Fleeced: A Regan Reilly Mystery
Regan Reilly is at it again. While visiting her parents in New York City, the Los Angeles-based PI becomes embroiled in a murder investigation at an old Gramercy Park social institution, the Settlers Club. Two of its most esteemed members die on the same day, in separate circumstances --- one of natural causes, the other in an innocent household mishap. Or did they? When several million dollars worth of diamonds, which were to be pledged to the club, turn up missing at the same time, the club's president, Thomas Pilsner, calls foul play. Then he calls his old friend Regan Reilly to look into the suspicious deaths.
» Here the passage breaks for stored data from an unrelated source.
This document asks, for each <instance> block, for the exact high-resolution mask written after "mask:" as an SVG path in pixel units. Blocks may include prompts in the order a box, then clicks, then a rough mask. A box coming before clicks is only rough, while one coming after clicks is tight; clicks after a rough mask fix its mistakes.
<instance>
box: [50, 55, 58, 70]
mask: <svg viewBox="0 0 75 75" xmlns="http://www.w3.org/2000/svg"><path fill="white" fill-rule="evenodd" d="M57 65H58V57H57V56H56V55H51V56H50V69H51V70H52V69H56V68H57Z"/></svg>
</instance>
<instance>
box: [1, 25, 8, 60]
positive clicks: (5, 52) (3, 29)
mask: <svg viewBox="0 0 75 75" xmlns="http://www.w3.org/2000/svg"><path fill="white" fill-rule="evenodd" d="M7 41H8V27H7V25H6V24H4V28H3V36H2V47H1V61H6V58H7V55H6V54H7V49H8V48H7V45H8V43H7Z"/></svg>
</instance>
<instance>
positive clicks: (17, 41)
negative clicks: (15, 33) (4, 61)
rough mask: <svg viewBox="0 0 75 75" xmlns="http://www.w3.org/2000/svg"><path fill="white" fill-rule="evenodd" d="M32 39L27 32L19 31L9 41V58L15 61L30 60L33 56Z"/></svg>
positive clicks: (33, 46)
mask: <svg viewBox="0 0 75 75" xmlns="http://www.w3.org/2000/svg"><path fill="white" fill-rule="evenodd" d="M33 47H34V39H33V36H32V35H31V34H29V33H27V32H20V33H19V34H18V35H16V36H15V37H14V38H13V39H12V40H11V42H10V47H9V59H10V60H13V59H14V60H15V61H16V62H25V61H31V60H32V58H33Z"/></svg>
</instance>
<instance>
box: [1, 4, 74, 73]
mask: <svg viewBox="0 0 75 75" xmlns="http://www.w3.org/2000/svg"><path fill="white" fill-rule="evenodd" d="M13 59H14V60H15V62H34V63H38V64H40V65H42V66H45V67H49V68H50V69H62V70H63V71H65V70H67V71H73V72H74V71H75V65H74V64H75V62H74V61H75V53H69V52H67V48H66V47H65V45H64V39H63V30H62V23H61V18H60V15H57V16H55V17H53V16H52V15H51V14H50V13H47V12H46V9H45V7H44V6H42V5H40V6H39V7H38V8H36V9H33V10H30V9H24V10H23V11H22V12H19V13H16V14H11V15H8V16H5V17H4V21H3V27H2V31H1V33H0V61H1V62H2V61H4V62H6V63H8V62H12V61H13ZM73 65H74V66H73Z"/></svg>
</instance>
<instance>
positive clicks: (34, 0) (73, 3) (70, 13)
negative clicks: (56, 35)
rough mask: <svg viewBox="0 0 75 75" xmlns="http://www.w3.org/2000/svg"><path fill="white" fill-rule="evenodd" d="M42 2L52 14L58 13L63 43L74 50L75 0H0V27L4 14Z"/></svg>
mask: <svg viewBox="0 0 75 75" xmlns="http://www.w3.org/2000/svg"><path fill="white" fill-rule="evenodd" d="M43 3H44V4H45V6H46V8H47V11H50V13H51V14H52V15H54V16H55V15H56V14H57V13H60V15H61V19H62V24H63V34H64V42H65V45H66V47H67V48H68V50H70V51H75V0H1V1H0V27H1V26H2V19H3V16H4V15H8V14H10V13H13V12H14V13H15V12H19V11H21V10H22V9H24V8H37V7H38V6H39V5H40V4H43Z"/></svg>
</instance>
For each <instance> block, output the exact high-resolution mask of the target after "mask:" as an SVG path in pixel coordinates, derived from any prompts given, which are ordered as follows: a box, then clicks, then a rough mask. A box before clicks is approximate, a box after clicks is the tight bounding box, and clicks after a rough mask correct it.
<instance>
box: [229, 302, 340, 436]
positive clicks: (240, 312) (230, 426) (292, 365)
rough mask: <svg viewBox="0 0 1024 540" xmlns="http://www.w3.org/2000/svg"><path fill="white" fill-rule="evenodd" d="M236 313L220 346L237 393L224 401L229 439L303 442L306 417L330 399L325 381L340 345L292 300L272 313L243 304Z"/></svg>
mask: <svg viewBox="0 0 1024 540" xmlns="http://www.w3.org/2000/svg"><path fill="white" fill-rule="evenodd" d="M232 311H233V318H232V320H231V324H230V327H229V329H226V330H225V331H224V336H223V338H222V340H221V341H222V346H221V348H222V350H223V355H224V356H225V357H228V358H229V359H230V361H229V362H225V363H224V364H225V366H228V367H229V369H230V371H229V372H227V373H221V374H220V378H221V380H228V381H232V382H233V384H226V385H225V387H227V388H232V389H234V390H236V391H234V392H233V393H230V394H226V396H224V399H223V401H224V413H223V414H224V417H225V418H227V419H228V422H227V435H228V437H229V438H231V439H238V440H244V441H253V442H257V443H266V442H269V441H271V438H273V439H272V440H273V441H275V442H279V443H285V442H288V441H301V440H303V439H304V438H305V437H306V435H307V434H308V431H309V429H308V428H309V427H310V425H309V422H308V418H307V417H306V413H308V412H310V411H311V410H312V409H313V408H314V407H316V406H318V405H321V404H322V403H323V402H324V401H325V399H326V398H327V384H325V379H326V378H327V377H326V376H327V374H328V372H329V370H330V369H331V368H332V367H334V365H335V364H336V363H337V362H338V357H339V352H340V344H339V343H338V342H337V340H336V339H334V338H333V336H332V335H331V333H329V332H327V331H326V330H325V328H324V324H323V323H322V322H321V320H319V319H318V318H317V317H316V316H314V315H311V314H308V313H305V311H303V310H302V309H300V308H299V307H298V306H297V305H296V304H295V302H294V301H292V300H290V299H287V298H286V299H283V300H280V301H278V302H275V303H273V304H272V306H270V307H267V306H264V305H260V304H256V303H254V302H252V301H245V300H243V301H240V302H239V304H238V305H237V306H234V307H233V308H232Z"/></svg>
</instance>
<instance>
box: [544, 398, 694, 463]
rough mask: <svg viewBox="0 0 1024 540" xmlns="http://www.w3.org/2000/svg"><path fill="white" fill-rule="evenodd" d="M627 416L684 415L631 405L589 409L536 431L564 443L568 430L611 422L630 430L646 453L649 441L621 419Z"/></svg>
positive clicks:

In her fifth Regan Reilly mystery, author Carol Higgins Clark demonstrates her mastery at inserting red herrings and false leads, sending the reader chasing the solution down dead-end avenues. The list of suspects is long and colorful: unique characters from a matchmaking service and an adjacent butlering school, both housed on the club's upper floors, a sometime actress, an eccentric movie producer and his entourage, and a couple of flimflam artists.
Central to the story, and the club's image, is a pair of stuffed sheep, Dolly and Bah-Bah, names reminiscent of Lillian Jackson Brown's Siamese cats KoKo and Yum-Yum. It's easy to draw parallels between Brown's sleuth Jim Qwilleran, with a Q-w, and Clark's Regan Reilly, too. Both are quirky personalities unraveling mysteries that cry out at the end for the next case to come along. Both solve improbable cases with unconventional methods using implausible resources. But, unlike her counterpart in crime solving, PI Reilly exhibits an amplitude of adolescence. She may have achieved adulthood chronologically, but her thoughts and actions bespeak a more childlike person. Unfortunately, the rest of the cast isn't nearly as mature.
In FLEECED, the emphasis seems to be on catchy names and saccharine sentiment. The myriad characters often engage in overly dramatic gestures, putting the reader in mind of the silent films of the '20s. In the end, the conclusion is unsatisfying. The wrap-up scene is slapstick on paper.
I don't know about others in the Regan Reilly series, but FLEECED is a perfect example of "beach reading." If you like simple plots and ultra light reading, this is a five-star book. If your tastes, like mine, gravitate towards more substance, you may want to consider something more stimulating.